New in 2022.4: Endpoint Detection and Response Beta with deep threat insights

This release represents a major step forward for our Endpoint Detection and Response (EDR) solution, which now provides deep threat insights that enable you trace the origin of a malware attack. You can browse through the entire process tree that led to the execution of the malware, and easily see all file and registry modifications.

Extended MITRE ATT&CK malware behavior patterns

The new extended process activity analysis feature also provides support for a wide range of MITRE ATT&CK patterns that detect and highlight potential threats, providing you with complete control over the response. With a single click, you can either block and quarantine a threat across all devices in your workspace, or whitelist a specific file to avoid future alerts.

EDR availability

The new advanced EDR functionality is available to all users of Emsisoft business and enterprise solutions. While Emsisoft Business Security includes activity logs relating only to impacted process chains only, Emsisoft Enterprise Security users will benefit from full insights into to all processes.

If you’d like to be one of the first to test out the new threat hunting capabilities, you can enable the new EDR functionality in your protection group policies or in individual device settings in Emsisoft Management Console. Go to MyEmsisoft

Please note that Emsisoft EDR is currently in beta and under active development, which means certain functionality may not yet be available and some stability issues may be encountered. Because of this, we recommend that the beta not be used in production environments and only by users who are comfortable restoring their systems from backups. Our developers keep improving the product and you will notice ongoing improvements.

Cost

We’re pleased to announce that Emsisoft EDR will not be an expensive add-on, but will instead be included with all Business Security and Enterprise Security licenses as standard.

Compare Emsisoft license plans here

Note: If you’re a user of the Home edition or a legacy Emsisoft Anti-Malware edition and would like to use the new advanced EDR features, please consider an upgrade to our business solutions. Check out the ‘Settings’ panel in your workspace for available upgrade options or get in touch with our support team.
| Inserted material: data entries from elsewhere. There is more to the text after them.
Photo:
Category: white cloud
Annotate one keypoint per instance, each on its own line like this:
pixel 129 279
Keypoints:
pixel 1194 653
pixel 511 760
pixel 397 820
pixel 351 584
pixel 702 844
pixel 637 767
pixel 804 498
All 2022.4 improvements in a nutshell

Device protection (desktop)

• New EDR deep threat insights.
• Added EDR and Content Filtering status labels on overview screen of Business/Enterprise editions.
• Improved readability of notification popups.
• Several minor tweaks and fixes.

Management console (web app)

• New EDR deep threat insights.
• New MITRE ATT&CK patterns added.
• Several minor tweaks and fixes.

How to obtain the new version

As always, so long as you have auto-updates enabled in the software, you will receive the latest version automatically during your regularly scheduled updates, which are hourly by default.

Note to Enterprise users: If you have chosen to receive “Delayed” updates in the Update settings for your clients, they will receive the new software version no earlier than 30 days after the regular “Stable” availability. This gives you time to perform internal compatibility tests before a new version gets rolled out to your clients automatically.

Have a great and well-protected day!